В этом лесу есть просторная поляна. Она занимает вершину холма, крутой склон которого порос мелким кустарником, а большие деревья вновь появляются лишь у его подножья и таким образом не мешают обзору. Усадьба отсюда видна как на ладони.
Здесь я и сделала остановку на обратном пути. Анджелфилд-Хаус — или, точнее, его останки — являл собой печальное зрелище. Большая темно-серая клякса на фоне пасмурного неба. Верхние этажи в левом крыле здания были обрушены. Первый этаж пока уцелел, как и проем парадного входа с ведущими к нему ступенями, но дверных створок уже не было. Погода в этот день не располагала к пребыванию под открытым небом, и я внутренне содрогнулась, представив
Фотоаппарат висел у меня на шее под плащом. Я извлекла его, сильно сомневаясь, что сделанный при такой погоде снимок сможет отобразить эфемерные контуры уходящего в небытие здания. Но попробовать стоило.
Наводя длиннофокусный объектив, я вдруг заметила у самого края рамки какое-то движение. Нет, это был не призрак. К усадьбе вернулись все те же дети. Они нашли что-то в высокой траве и, склонившись, увлеченно разглядывали этот предмет. Что там могло быть: ежик? Или змея? Заинтересовавшись, я подстроила резкость.
Кто-то из двоих сунул руку в траву и поднял находку. Ею оказалась желтая строительная каска. Со счастливой улыбкой мальчишка (теперь я увидела, что это был мальчик) скинул свою зюйдвестку и заменил ее каской, после чего встал по стойке «смирно» — грудь вперед, руки по швам, шея напряжена в попытке удержать на месте несоразмерно большой, норовящий сползти вбок или на глаза головной убор. И, как только он принял эту позу, произошло маленькое чудо. Солнечный луч нашел просвет в дождевых тучах и осветил мальчика в момент его торжества. Я щелкнула затвором фотоаппарата, запечатлев всю сцену: мальчик в каске, желтый знак «Посторонним вход воспрещен» над его левым плечом, а позади него справа — мрачные руины старого дома.
Солнце исчезло, и я поспешила спрятать фотоаппарат, предохраняя его от сырости. Когда я снова взглянула в ту сторону, дети, держась за руки, уже проходили изгиб аллеи и приближались к воротам усадьбы. Одинаково одетые, они шли в ногу, и края их длинных макинтошей развевались на ветру, так что издали казалось, будто они скользят над самой землей, готовые вот-вот подняться ввысь и улететь.
«Джен Эйр» и пламя печи
По возвращении в Йоркшир я так и не узнала причину моей кратковременной ссылки. Джудит приветствовала меня смущенной улыбкой. Серость этих дней проникла и под ее кожу, собралась в тенях под ее глазами. Она пошире раздвинула портьеры в моей комнате, открыв дополнительный доступ свету, но это мало что изменило.
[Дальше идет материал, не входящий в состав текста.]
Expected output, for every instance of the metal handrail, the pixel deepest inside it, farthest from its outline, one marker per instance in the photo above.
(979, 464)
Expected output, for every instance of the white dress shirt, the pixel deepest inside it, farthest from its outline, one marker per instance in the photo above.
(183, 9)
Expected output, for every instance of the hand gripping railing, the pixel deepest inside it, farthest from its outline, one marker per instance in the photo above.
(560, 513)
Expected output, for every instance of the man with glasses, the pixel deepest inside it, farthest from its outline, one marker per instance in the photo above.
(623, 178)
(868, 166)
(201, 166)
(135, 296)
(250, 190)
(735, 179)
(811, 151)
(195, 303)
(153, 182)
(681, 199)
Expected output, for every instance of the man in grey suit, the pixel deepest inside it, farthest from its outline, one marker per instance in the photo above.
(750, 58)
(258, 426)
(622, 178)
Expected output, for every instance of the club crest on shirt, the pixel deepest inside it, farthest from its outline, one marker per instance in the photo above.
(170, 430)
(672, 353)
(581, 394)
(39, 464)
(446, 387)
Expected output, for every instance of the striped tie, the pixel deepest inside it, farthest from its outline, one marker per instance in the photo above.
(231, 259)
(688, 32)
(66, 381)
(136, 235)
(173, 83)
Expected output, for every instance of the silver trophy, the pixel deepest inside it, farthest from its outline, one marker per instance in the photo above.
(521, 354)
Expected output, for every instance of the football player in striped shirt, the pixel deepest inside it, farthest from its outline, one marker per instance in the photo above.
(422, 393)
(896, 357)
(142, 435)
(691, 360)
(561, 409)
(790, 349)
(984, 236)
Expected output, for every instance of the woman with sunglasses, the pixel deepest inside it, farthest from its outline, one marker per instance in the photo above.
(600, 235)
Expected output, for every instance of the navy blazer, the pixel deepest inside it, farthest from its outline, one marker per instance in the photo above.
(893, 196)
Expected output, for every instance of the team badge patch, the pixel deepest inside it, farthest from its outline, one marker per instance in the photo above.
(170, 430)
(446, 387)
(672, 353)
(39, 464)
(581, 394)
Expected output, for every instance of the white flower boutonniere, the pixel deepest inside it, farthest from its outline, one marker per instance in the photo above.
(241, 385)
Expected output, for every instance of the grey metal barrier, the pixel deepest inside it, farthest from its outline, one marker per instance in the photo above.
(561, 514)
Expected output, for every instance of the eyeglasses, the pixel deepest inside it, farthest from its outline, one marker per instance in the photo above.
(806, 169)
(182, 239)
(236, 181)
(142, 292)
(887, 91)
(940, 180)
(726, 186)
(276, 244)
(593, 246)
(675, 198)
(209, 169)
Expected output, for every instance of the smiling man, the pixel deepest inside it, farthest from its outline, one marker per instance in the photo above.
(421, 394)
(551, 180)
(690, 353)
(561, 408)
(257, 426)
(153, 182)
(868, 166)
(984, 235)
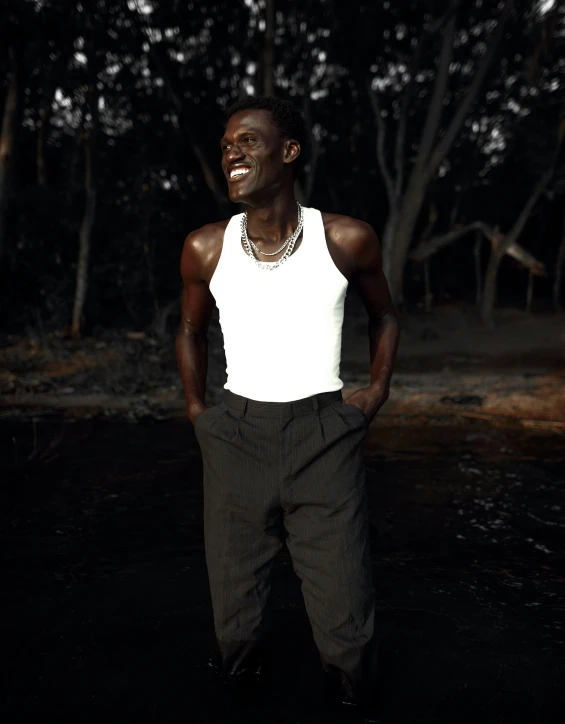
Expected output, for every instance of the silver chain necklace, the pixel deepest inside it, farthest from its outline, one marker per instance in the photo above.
(290, 241)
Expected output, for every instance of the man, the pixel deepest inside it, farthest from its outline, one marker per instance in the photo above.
(282, 452)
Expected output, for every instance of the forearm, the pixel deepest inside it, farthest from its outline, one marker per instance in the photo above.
(383, 345)
(192, 360)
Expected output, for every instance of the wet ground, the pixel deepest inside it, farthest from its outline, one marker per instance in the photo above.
(105, 610)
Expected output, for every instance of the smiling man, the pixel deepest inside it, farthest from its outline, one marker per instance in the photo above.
(282, 452)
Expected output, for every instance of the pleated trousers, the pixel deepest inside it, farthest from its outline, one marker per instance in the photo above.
(289, 470)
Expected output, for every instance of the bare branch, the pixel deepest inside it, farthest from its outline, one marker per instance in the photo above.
(515, 250)
(433, 117)
(381, 132)
(442, 148)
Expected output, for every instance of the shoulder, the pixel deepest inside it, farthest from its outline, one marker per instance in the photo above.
(355, 238)
(204, 236)
(201, 247)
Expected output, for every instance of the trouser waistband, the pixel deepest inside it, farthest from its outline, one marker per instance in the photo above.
(244, 405)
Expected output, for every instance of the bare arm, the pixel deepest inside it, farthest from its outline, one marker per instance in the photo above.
(370, 283)
(197, 304)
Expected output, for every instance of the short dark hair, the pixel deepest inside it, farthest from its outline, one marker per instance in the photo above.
(286, 115)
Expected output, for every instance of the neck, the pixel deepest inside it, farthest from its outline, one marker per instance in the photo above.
(274, 222)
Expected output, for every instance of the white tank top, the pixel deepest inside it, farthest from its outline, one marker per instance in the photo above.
(282, 328)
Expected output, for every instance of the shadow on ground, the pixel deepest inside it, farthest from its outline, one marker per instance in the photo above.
(105, 605)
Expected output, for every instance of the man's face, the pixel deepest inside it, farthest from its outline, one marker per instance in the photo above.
(255, 157)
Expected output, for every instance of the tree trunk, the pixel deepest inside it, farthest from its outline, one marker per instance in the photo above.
(560, 260)
(45, 115)
(85, 233)
(7, 144)
(429, 157)
(268, 48)
(488, 300)
(478, 278)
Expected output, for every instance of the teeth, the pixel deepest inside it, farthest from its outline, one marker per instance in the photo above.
(238, 172)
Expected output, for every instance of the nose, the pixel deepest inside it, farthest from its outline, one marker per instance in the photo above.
(234, 152)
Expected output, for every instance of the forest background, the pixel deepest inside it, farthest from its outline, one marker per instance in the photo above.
(441, 123)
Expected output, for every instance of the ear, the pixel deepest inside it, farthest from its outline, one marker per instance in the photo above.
(291, 150)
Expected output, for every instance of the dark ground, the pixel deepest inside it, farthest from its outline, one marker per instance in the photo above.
(105, 610)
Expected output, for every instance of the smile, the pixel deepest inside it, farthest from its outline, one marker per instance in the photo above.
(239, 172)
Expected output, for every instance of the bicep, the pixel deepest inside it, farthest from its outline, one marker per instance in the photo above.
(197, 301)
(369, 279)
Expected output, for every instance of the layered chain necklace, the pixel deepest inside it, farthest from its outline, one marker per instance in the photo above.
(289, 243)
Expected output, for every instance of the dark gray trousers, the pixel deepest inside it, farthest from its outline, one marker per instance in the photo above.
(298, 464)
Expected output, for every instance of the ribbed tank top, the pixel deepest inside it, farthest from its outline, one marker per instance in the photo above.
(282, 328)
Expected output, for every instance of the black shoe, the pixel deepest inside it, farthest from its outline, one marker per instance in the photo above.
(249, 676)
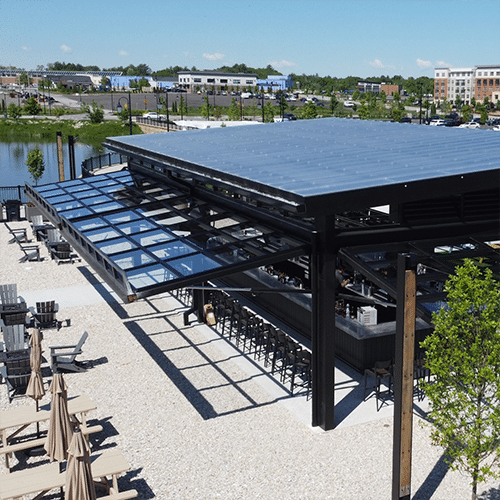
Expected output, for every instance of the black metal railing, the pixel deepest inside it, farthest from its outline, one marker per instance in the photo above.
(13, 193)
(106, 160)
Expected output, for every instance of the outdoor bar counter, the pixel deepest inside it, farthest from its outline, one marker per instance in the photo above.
(358, 345)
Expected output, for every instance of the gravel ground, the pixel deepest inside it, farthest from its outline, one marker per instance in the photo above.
(196, 420)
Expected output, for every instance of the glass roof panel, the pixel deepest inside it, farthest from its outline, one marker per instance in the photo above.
(54, 192)
(171, 250)
(136, 226)
(68, 205)
(105, 233)
(88, 194)
(106, 207)
(132, 259)
(78, 212)
(152, 237)
(122, 217)
(60, 199)
(116, 246)
(150, 275)
(77, 188)
(96, 200)
(193, 264)
(88, 224)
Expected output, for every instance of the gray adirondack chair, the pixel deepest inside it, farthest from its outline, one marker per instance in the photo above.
(63, 357)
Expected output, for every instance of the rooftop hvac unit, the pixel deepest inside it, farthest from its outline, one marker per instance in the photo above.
(367, 315)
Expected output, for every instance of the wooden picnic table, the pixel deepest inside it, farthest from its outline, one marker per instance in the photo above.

— Проклятая погода! — в сердцах воскликнула она, и мне показалось, что ее терпение уже достигло предела.
Эти дни тянулись, как вечность. Ночная тьма сменялась сумерками, которые трудно было назвать днем; тяжелые тучи висели низко над землей; мы постепенно теряли чувство времени. Однажды мисс Винтер с опозданием явилась на очередную встречу в библиотеке. Она была очень бледна; глаза ее потемнели — я посчитала это следствием только что перенесенного очередного приступа.
— Я предлагаю сделать график наших свиданий более гибким, — сказала она, занимая свое обычное место в круге света.
— Как вам будет удобно, — сказала я.
Из разговора с доктором я знала о ее тяжелых бессонных ночах и научилась определять по ее виду, когда эффект от обезболивающего начинает ослабевать или когда оно еще не начало действовать в полную силу. Мы условились: впредь, вместо того чтобы каждое утро к девяти часам приходить в библиотеку, я буду ждать у себя в комнате стук в дверь как сигнал, что мисс Винтер готова к встрече.
В последующие дни стук раздавался между девятью и десятью. Потом мы стали встречаться позже. А когда доктор опять изменил дозировку, она стала звать меня рано утром, но при этом наши беседы стали менее продолжительными. Затем мы перешли к двум-трем встречам в день по ее усмотрению. Порой это происходило в периоды облегчения, и тогда рассказ мог быть долгим и обстоятельным. А иногда она звала меня непосредственно во время приступов, и тогда рассказывание историй играло роль анестезирующего средства.